Unfortunately there are more serious problems out there.  The most serious of those problems is the growing appeal of secularism in our society.  It’s hard to communicate what that means and the appeal it has in a society as consistently religious as ours has been, but the possibility of secularism becoming this country’s favourite middle class religion is real–except for one trout in the milk…

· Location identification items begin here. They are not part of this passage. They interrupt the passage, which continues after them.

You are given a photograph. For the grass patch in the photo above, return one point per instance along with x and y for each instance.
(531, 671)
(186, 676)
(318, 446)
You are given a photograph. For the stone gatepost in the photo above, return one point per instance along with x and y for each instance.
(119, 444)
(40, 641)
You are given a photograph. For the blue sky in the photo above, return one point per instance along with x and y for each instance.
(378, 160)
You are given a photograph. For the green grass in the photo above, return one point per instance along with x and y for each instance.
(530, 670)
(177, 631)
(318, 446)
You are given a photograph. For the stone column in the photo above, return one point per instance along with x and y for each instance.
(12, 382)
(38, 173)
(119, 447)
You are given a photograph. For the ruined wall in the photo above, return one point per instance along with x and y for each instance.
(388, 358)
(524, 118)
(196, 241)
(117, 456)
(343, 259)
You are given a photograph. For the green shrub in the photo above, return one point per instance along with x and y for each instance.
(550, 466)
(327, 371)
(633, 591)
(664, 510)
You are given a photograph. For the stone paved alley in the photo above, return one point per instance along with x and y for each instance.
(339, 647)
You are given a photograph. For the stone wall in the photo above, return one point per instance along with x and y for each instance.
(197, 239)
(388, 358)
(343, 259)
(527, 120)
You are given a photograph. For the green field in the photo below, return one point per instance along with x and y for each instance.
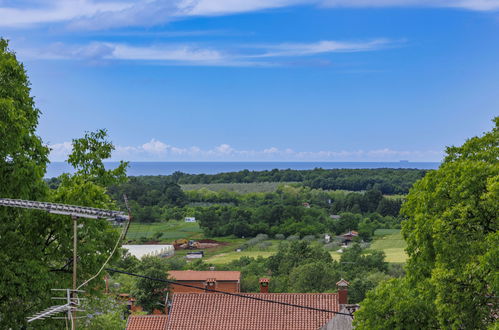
(253, 253)
(224, 258)
(242, 188)
(391, 242)
(171, 230)
(388, 240)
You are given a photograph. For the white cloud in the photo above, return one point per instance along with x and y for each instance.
(56, 11)
(192, 54)
(156, 150)
(60, 151)
(478, 5)
(97, 15)
(321, 47)
(224, 149)
(155, 147)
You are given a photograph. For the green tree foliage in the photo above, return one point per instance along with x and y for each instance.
(453, 244)
(151, 295)
(23, 159)
(293, 254)
(315, 276)
(35, 247)
(388, 181)
(397, 305)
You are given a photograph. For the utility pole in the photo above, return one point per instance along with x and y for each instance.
(75, 212)
(75, 268)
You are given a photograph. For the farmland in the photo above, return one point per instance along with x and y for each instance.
(242, 188)
(391, 242)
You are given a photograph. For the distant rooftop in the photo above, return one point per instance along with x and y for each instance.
(146, 322)
(140, 251)
(217, 311)
(203, 275)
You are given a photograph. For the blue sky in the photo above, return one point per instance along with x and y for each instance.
(257, 80)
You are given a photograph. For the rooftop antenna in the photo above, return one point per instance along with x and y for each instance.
(71, 307)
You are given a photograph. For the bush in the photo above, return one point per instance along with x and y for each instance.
(309, 238)
(264, 245)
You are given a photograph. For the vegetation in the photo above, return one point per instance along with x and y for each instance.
(392, 244)
(35, 247)
(452, 239)
(388, 181)
(242, 188)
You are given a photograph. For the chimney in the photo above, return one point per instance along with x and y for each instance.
(342, 286)
(211, 283)
(264, 285)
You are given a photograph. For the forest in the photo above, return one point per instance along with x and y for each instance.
(388, 181)
(288, 211)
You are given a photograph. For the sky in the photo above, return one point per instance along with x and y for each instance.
(260, 80)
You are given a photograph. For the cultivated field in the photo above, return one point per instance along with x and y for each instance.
(391, 242)
(242, 188)
(171, 230)
(388, 240)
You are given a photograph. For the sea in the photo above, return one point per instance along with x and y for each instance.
(165, 168)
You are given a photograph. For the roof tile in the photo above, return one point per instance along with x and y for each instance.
(218, 311)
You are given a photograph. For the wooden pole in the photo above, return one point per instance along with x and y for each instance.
(75, 244)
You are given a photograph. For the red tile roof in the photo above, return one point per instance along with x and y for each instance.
(217, 311)
(203, 275)
(147, 322)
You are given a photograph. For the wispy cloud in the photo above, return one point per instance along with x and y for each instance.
(192, 54)
(156, 150)
(321, 47)
(108, 14)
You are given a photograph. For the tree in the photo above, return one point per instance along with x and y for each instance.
(151, 295)
(316, 276)
(394, 304)
(23, 159)
(290, 255)
(35, 247)
(453, 245)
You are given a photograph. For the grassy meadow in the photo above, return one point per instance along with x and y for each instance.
(242, 188)
(388, 240)
(171, 230)
(391, 242)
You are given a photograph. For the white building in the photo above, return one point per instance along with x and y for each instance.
(158, 250)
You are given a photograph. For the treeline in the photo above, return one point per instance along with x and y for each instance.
(298, 266)
(387, 181)
(288, 211)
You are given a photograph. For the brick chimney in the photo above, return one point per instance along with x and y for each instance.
(211, 283)
(342, 286)
(264, 285)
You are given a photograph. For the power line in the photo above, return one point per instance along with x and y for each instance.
(120, 238)
(228, 293)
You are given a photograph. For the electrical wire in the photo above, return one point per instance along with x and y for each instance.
(120, 239)
(228, 293)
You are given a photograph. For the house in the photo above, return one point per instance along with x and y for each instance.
(214, 311)
(195, 255)
(327, 238)
(146, 322)
(348, 237)
(229, 281)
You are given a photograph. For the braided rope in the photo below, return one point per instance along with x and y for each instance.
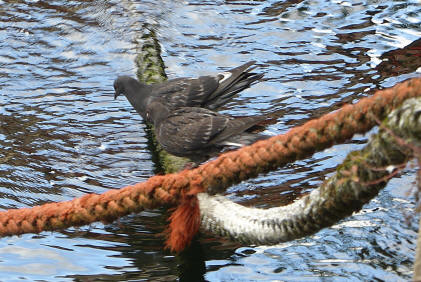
(356, 181)
(216, 175)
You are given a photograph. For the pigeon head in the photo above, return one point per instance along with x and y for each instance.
(123, 84)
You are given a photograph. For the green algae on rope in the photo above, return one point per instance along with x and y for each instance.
(357, 180)
(151, 69)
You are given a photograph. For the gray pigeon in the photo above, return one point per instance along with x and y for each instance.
(211, 91)
(198, 133)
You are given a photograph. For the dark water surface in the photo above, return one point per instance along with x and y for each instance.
(62, 135)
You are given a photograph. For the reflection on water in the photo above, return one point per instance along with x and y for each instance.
(62, 135)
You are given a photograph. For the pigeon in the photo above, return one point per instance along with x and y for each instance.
(210, 91)
(199, 133)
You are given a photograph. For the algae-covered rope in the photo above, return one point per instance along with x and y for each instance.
(357, 180)
(218, 174)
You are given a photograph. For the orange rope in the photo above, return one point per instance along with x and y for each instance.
(213, 176)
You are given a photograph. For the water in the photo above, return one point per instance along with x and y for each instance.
(62, 135)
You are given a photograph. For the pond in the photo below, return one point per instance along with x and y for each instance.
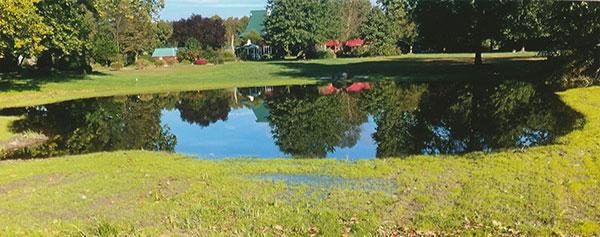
(342, 120)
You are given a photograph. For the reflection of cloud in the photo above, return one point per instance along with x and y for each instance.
(219, 3)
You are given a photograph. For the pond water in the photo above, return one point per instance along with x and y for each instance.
(343, 120)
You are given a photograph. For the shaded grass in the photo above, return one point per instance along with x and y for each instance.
(540, 191)
(5, 122)
(18, 92)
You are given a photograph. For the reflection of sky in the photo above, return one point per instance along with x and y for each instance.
(242, 136)
(365, 148)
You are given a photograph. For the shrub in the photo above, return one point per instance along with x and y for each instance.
(116, 66)
(141, 64)
(217, 59)
(159, 63)
(361, 51)
(383, 50)
(189, 55)
(267, 57)
(324, 54)
(229, 56)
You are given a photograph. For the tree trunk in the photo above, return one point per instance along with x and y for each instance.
(478, 59)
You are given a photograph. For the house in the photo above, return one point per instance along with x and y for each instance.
(256, 24)
(338, 46)
(334, 45)
(165, 54)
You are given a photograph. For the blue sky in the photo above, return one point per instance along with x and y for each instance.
(177, 9)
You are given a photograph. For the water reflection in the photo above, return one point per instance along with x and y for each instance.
(341, 120)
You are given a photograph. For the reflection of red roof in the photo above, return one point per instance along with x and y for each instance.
(330, 89)
(333, 43)
(355, 43)
(358, 86)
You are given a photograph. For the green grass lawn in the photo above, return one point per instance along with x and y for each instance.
(5, 132)
(540, 191)
(16, 92)
(549, 190)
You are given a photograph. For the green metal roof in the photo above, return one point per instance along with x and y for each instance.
(257, 22)
(164, 52)
(262, 113)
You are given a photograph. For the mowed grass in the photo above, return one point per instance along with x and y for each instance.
(5, 122)
(18, 92)
(551, 190)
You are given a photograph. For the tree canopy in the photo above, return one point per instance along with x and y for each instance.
(210, 32)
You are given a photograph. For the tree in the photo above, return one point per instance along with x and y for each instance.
(164, 31)
(104, 48)
(22, 30)
(526, 22)
(353, 14)
(575, 34)
(402, 29)
(460, 25)
(209, 32)
(378, 30)
(295, 27)
(233, 28)
(131, 23)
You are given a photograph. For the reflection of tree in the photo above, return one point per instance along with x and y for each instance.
(98, 125)
(305, 124)
(204, 108)
(392, 106)
(461, 118)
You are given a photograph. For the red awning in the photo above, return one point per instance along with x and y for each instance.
(333, 43)
(355, 43)
(358, 86)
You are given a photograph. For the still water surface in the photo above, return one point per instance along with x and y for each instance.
(350, 120)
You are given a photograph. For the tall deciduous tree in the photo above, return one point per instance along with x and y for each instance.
(22, 30)
(296, 26)
(131, 22)
(460, 25)
(209, 32)
(233, 28)
(164, 31)
(526, 22)
(353, 14)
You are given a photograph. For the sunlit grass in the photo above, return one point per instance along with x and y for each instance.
(28, 91)
(549, 190)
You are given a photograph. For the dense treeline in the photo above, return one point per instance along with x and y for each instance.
(558, 28)
(72, 34)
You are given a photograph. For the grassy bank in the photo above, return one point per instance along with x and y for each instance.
(540, 191)
(16, 92)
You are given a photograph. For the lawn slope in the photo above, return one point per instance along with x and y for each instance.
(18, 92)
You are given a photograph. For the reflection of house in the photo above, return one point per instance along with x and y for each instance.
(355, 87)
(256, 25)
(261, 112)
(164, 53)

That smelly fish is, of course, the current structure of American liberalism, embodied in the Democrat Party and the current Occupant of 1600 Pennsylvania Avenue.  Same Occupant got there with what we call in politics an “upstairs/downstairs” coalition.  The way you keep such a coalition together is through patronage, which has become a powerful force in American politics, one overlooked by the mind-numbing pundits with their prognostications based on elections past.  The upstairs–be that upstairs employed by the state or by the very wealthy–basically spreads enough money around the downstairs so that the latter will keep them in power.  They get those funds from those caught in the middle, whom the upstairs thinks will continue working as always while they are taxed and regulated without relief.  When same middle falls down the stairs and quits being a cash cow, your economy collapses and you have poverty.

What Evangelical and Mormon have come to realise–implicitly if not explicitly–is that it doesn’t matter who becomes the new middle class religion if there is no middle class.  We have to save the middle class before we can fight over it, among ourselves or with the secularists.

That, ultimately, is the glue that holds the Republican Party’s hostile religious groups together.  To succeed we must convince a critical mass of the American people that it’s still possible to succeed by merit in a real economic system, and stacked against patronage that won’t be easy.  Whether this new-found unity will be enough to make the difference in November will be one for the record books.